Review by Woodrow Phoenix
The George Herriman Library: Krazy & Ignatz 1919-1921 is the second volume of this new deluxe presentation of Krazy Kat Sunday newspaper comics. The previous softcover editions of this series have been out of print for a decade. This new series reintroduces Herriman’s masterwork with an upgraded hardcover, oversized format presenting every Sunday page produced by George Herriman for Hearst newspapers a century ago. The majority of the strips reprinted here came from the incredible archives of the San Francisco Academy of Comic Art. Bill Blackbeard, comics historian and founder of the archive, opens this volume with an intro about the origins of Krazy Kat in earlier Herriman strips The Dingbat Family and The Family Upstairs, between 1910 and 1914.
Michael Tisserand, author of Krazy, an exhaustively researched biography of George Herriman, bookends this volume with a look at the themes questioning racial identity running through Krazy Kat. Herriman was a mixed-race man who hid his Black identity quite literally under his hat, which he never took off while at work (his colleagues nicknamed him The Greek). Krazy Kat frequently touches on issues of definition, classification and appearance, particularly through the Kat being a non-binary character who is sometimes male and sometimes female. When filmmaker Frank Capra asked Herriman to define the Kat’s gender, Herriman replied: “I get dozens of letters asking me the same question. I don’t know. I fooled around with it once; began to think the Kat is a girl—even drew up some strips with her being pregnant. It wasn’t the Kat any longer; too much concerned with her own problems—like a soap opera. Know what I mean? Then I realised Krazy was something like a sprite, an elf. They have no sex. So the Kat can’t be a he or a she. The Kat’s a sprite—a pixie—free to butt into anything. Don’t you think so?”

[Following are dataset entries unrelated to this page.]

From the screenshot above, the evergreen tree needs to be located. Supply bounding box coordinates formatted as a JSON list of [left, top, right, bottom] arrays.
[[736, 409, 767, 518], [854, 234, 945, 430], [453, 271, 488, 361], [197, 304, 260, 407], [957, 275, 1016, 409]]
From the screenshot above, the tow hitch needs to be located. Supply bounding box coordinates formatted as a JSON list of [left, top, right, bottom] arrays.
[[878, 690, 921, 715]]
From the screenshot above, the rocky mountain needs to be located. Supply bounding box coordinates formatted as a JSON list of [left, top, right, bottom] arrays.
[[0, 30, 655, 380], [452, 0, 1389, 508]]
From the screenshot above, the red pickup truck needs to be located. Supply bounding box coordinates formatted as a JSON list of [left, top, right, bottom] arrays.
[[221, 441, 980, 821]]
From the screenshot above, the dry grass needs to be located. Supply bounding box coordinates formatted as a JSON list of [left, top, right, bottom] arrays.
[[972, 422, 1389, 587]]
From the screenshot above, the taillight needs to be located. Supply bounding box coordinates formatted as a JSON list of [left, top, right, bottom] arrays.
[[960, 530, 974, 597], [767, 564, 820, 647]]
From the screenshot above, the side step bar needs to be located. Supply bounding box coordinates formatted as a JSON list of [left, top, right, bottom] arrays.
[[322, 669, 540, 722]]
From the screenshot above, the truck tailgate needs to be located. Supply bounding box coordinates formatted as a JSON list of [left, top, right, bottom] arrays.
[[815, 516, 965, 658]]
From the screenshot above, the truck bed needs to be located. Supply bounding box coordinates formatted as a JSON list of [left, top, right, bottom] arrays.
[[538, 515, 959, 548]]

This is a beautiful restoration of one of the most highly regarded of all American comics. Very difficult to see for sixty years after it ended, this strip is now accessible again. If you have never read Krazy Kat before, take a look. You may need some patience and perhaps a dictionary for some of the language, but once hooked on George Herriman’s unique whimsy there’s no going back.